Seit 2005 beobachtete Doktor Cohen, wie krank seine Patienten durch brasilianische Schlankmacher wurden, die Antidepressiva und Schilddrüsenhormone beinhalteten. Cohen wurde so etwas wie ein Indiana Jones und Sherlock Holmes in einem, der die Welt der Spurenelemente durchforstet.

Chemiker aus den Vereinigten Staaten, Brasilien und Europa halfen ihm, illegale Drogen in Nahrungsmittel-GC vernichten wir unsZusatzstoffen ausfindig zu machen. Sobald er sie gefunden hatte, ging er an die Öffentlichkeit. Cohens Vorgehensweise ist eher unkonventionell. Es versucht in kurzer Zeit, viele Publikationen in trivialen Zeitschriften herauszubringen und hofft, damit neue Regulationen anzustoßen.

BILD: Sachkundiges Buch von Dr. Breburda „Globale Chemisierung: Vernichten wir uns selbst?“

Seiner kleinen Schar von Journalisten kann er vertrauen. Die Artikel werden von der breiten Öffentlichkeit gelesen. Cohen wird von keinem finanziert. „Dadurch bin ich frei, zu schreiben, was ich will“, sagt er. Bisher haben er und seine Mitarbeiter drei verborgene Aufputschmittel in Nahrungsmittel-Ergänzungen ausfindig gemacht.

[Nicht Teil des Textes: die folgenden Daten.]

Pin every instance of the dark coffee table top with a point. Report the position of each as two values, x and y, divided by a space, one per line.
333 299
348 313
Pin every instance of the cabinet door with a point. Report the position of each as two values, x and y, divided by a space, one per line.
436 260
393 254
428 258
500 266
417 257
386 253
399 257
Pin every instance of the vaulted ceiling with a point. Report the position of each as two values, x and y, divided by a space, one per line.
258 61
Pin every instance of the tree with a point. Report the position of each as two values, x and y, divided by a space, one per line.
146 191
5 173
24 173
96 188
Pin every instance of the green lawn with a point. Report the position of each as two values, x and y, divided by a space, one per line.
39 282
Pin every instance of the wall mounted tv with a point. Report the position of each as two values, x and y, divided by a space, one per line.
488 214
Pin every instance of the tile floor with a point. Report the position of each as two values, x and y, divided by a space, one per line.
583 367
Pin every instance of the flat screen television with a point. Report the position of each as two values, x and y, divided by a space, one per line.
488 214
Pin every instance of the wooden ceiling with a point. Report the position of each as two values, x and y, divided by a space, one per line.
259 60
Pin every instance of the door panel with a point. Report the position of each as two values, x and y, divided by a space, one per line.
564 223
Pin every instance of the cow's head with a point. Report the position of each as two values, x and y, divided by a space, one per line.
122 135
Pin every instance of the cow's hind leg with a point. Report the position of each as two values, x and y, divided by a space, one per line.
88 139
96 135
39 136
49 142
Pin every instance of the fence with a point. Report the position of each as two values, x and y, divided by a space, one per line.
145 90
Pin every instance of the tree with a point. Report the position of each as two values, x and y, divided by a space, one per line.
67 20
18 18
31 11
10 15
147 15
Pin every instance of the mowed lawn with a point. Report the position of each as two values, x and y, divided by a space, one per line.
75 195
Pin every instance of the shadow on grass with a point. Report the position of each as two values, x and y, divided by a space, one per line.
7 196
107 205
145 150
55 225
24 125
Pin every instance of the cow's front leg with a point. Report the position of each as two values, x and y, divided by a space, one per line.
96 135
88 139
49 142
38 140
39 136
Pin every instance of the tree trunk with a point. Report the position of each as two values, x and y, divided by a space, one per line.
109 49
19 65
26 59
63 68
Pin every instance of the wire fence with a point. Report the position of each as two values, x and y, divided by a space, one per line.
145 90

Paul Offit, Direktor des Vaccine Education Centers am Kinderkrankenhaus in Philadelphia, der selber ein Buch über Alternativmedizin: Do You Believe in Magic? geschrieben hat, sagt: „Es gibt keine Kontrolleure. Eigentlich untersucht eine Privatperson, ob das, was auf der Flasche steht, auch wirklich drin ist.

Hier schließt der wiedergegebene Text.